Tuesday, September 11, 2012

Ellen Holly and Phylicia Rashad Pay Tribute to Al Freeman Jr at Howard University

It was a star-studded affair for the late Albert C. Freeman Jr. who was remembered at a memorial service on Monday for the roles he played as an iconic American stage and screen actor and as a deeply passionate Howard University professor.

Friends and admirers spoke of Freeman's disciplined approach to acting, a skill honed from innumerable stage and screen productions over a 30-year career. Images in a slide show that played through the service showed Freeman sharing scenes with Frank Sinatra, Sidney Portier, Ruby Dee, Burt Lancaster, Cicely Tyson and Denzel Washington.

Freeman joined the faculty of the Department of Theatre Arts in 1991, and served for six years as chairman. At the memorial ceremony, a number of current and former students shared fond recollections of Freeman. They remembered his unique style and mannerisms, including a "raspy baritone voice" that demanded honesty at all times.

In remarks during the service, actress Phylicia Rashad, who co-starred with Freeman in ONE LIFE TO LIVE, recalled filming with Freeman as "not like acting at all."

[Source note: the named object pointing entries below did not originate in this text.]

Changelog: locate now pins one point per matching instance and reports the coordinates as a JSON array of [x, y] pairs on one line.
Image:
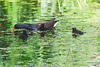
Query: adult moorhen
[[76, 32], [50, 24]]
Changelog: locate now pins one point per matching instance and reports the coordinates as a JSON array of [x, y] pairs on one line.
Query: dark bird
[[50, 24], [43, 28], [75, 31], [24, 35]]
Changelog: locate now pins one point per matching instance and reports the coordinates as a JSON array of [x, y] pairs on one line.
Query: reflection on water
[[25, 48]]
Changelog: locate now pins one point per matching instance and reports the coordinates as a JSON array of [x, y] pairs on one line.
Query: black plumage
[[24, 35], [43, 28], [75, 31]]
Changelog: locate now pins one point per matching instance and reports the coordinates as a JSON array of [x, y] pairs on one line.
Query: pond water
[[52, 50]]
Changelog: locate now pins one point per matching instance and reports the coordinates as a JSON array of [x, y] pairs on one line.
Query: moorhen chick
[[24, 35]]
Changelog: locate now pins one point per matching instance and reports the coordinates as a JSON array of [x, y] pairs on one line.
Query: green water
[[59, 50]]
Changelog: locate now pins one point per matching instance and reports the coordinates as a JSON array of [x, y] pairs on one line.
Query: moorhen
[[24, 35], [43, 28], [50, 24], [75, 31]]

"It was more of a dance, more like jazz," she said. She noted the subtlety of his performance style and his strong emphasis to discipline. Rashad spoke of working with Freeman the 1970s play, "The Great MacDaddy."

"We were quite a group," she said of the Black actors in the 1970s stage production. "We had thrown off discipline. It was too Eurocentric. Al Freeman Jr. was the consummate artist who embraced discipline -- he let us have it. It was quite a lesson and a very good one."

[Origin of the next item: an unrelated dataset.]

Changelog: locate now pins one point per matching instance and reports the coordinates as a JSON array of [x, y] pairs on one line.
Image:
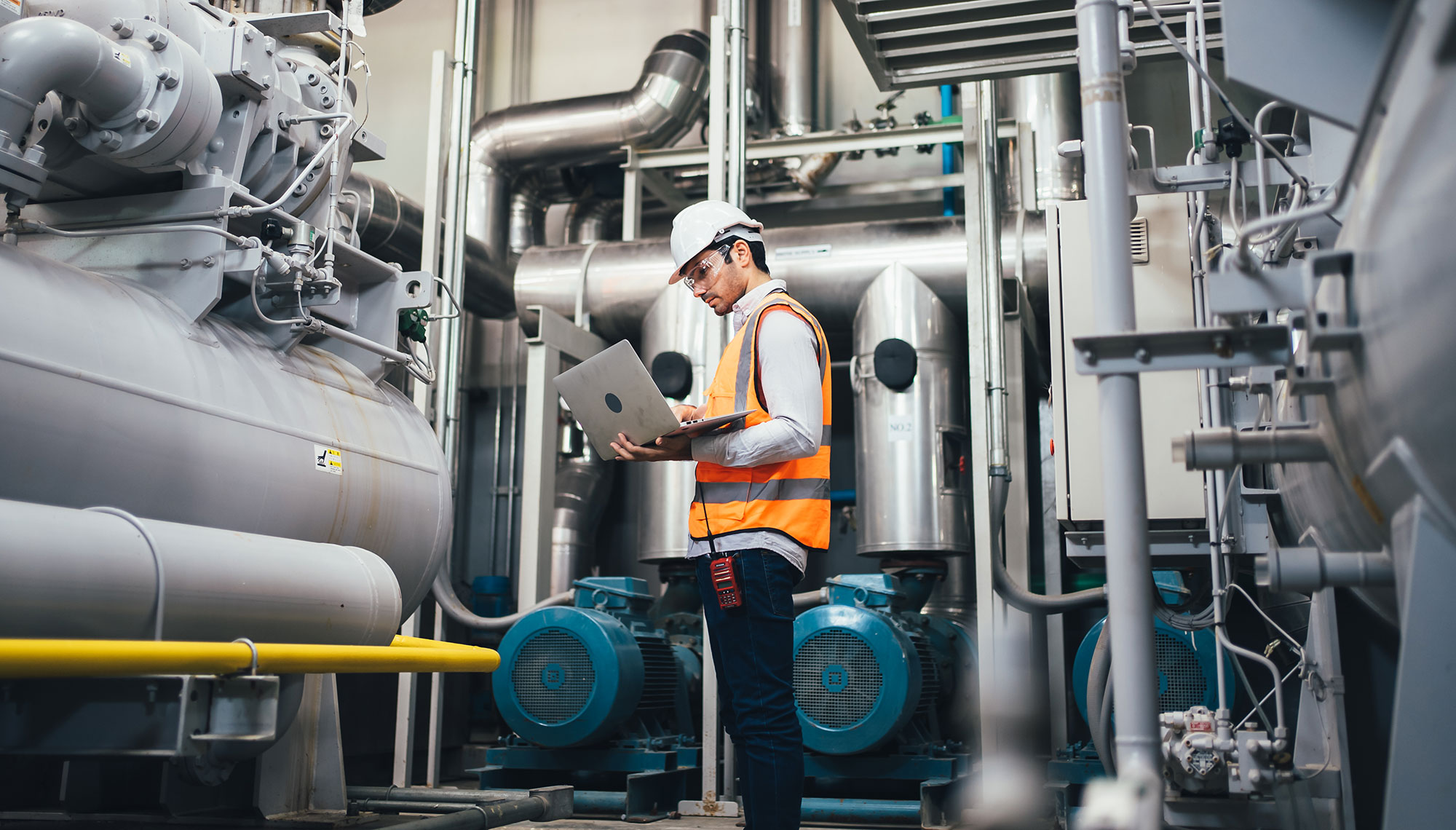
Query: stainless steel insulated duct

During the ceremony, playwright Amiri Baraka said he best remembered Freeman for capturing the boiling racial intensity of the 1960s as an actor in Baraka's play "Dutchman."

"Al took that play and he captured that feeling that moved a lot of people," Baraka said.

Baraka also described Freeman's portrayal of Elijah Muhammad in Spike Lee's "MALCOLM X" as "absolutely perfect." While acknowledging the breadth of Freeman's accomplishments, Baraka said Freeman still faced racial limitations in his career.

"If not for the fact that he was African American, he would be known throughout the world as a great actor," Baraka said.

Frenchie Davis, one of Freeman's former students, closed the tribute with a heartfelt rendition of "I Know Who Holds Tomorrow."